Earlier posts talked about the softwarization of the network in fairly general terms, but the idea got rolling ten years ago with the introduction of Software Defined Networks (SDN).
The fundamental idea of SDN is to decouple the network control plane (i.e., where routing algorithms like RIP, OSPF, and BGP run) from the network data plane (i.e., where packet forwarding decisions get made), with the former moved into software running on commodity servers, and the latter implemented by white-box switches like the ones described in Section 3.4 of the book. The original enabling idea of SDN was to define a standard interface between the control plane and the data plane so that any implementation of the control plane could talk to any implementation of the data plane; this breaks the dependency on any one vendor’s bundled solution. The original interface is called OpenFlow, and this idea of decoupling the control and data planes came to be known as disaggregation.

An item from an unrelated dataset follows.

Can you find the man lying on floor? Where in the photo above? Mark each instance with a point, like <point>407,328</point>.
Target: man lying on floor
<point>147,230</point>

OpenFlow was a great first step, but a decade of experience has revealed that it is not sufficient as the interface for controlling the data plane. This is for the same reason any API layered on top of hardware falls short: it does not expose the full range of features that switch vendors put into their hardware. To address this shortcoming, the SDN community is now working on a language-based approach to specifying how the control and data planes interact. The language is called P4, and it provides a richer model of the switch's packet forwarding pipeline.
Another important aspect of disaggregation is that a logically centralized control plane can be used to control a distributed network data plane. We say logically centralized because while the state collected by the control plane is maintained in a global data structure (e.g., a Network Map), the implementation of this data structure could still be distributed over multiple servers (i.e., it could run in a cloud). This is important for both scalability and availability, where the two planes are configured and scaled independent of each other. This idea took off quickly in the cloud, with today’s cloud providers running SDN-based solutions both within their datacenters and across the backbone networks that interconnect their datacenters.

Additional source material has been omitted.